Twins! Don't they look alike??Today was my bi-weekly ultrasound, and Dr. Cutie says I have an above-average cervix! I told him I always tested above average, but never backed it up when report cards came around, so we'd better keep an eye on things.
Anyway, my cervix is 2.75 centimeters long, which is apparently nice and hefty, cervix-wise. They even had me bear down, then pushed on my uterus, all the while watching carefully on the ultrasound. Birdie shook her head in irritation, but I held fast, like the walls of a fortress. So I've got that going for me, which is great.
This time, they also took measurements of the baby, and she's growing at a good clip – maybe a week bigger than they expect for the 22 weeks that she is, which is within normal range (and also, for all I know, could be more in line with my due date, since I'm not entirely sure when my last menstrual period actually started. I kept track of the damn thing with anal-retentive regularity since I was eleven, and this was the month I forgot to note it on the calendar. What are the chances?!).

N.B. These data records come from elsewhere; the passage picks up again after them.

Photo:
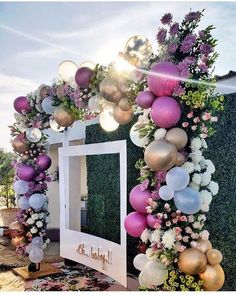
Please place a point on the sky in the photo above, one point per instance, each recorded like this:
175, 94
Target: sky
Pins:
36, 36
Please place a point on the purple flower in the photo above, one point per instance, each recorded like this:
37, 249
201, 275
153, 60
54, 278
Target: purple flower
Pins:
161, 36
166, 19
174, 29
192, 15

Anyway, she looked great. In fact, when Marianne, the ultrasound tech, waved her wand across my tummy just to get the gel spread around, I caught a glimpse of Birdie and said, "Hey, lady!" This made Marianne jump to see who'd just walked in. Uh, nobody, I just can't keep my mouth shut when I see my baby wiggling around on the flat-screen TV. (Who can?)
As always, I assigned adorable gorgeousness to that grainy black-and-white image. But what's funny – and by "funny," of course I mean sick and demented – is that even though I could see Birdie moving … even though I could feel her flipping around inside me for most of last night and this morning … until I saw the heartbeat I couldn't quite believe she was still there and okay. I see it, pumping steadfastly away, and I get a rush of relief that I hadn't realized I'd been waiting for. Every. Time.
I had a dream, years ago, that I was pregnant (with kittens, but that's another story), and that I had a clear plastic uterus, like the Visible Woman, through which I could see the red placenta and little moving fetuses. I watched, fascinated. That, I told Marianne, would be my fondest wish: to be able to see the baby any ol' time and confirm that she's there. Which is nuts. Like I said, I can feel her. But they don't test you for cuckoo before they stick a baby in you, thank goodness.
You know, there's nothing a hypochondriac loves more than a legitimate health crisis. When Penelope was born early, it was as if, after years and years of my feeling like a total pain in the ass of the health-care industry, I finally felt affirmed. Like comedian Spike Milligan's gravestone: "I Told You I Was Ill." Let me tell you, when I went back to work after Penelope's birth, I wanted nothing more than to march into my boss's office and say, "Bet you wish you'd let me work from home two days a week, like my doctor ordered!" Ah, but I needed the job and had to act like I was grateful just to have a desk to return to. Fun times, fun corporate times.
Anyway, the point is: one disastrous, near-death experience later, I have the full attention of my health-care team, all of them ready to pounce at a moment's notice if I have the slightest twinge of pain. They encourage me to come in and get even more ultrasounds. My pregnancy is medicalized, and really, I couldn't be happier. I had my first kid in the most medical, chaotic, scary situation imaginable and it was still the most profound and joyful experience of my life. I trust my team to include me in the process. I'm not worried about the birth experience being taken from me. I only care that my kid's okay, and for the next couple days, I feel relatively reassured… till my mind takes another dip into horrible morbid worry, of course. Fun. Times!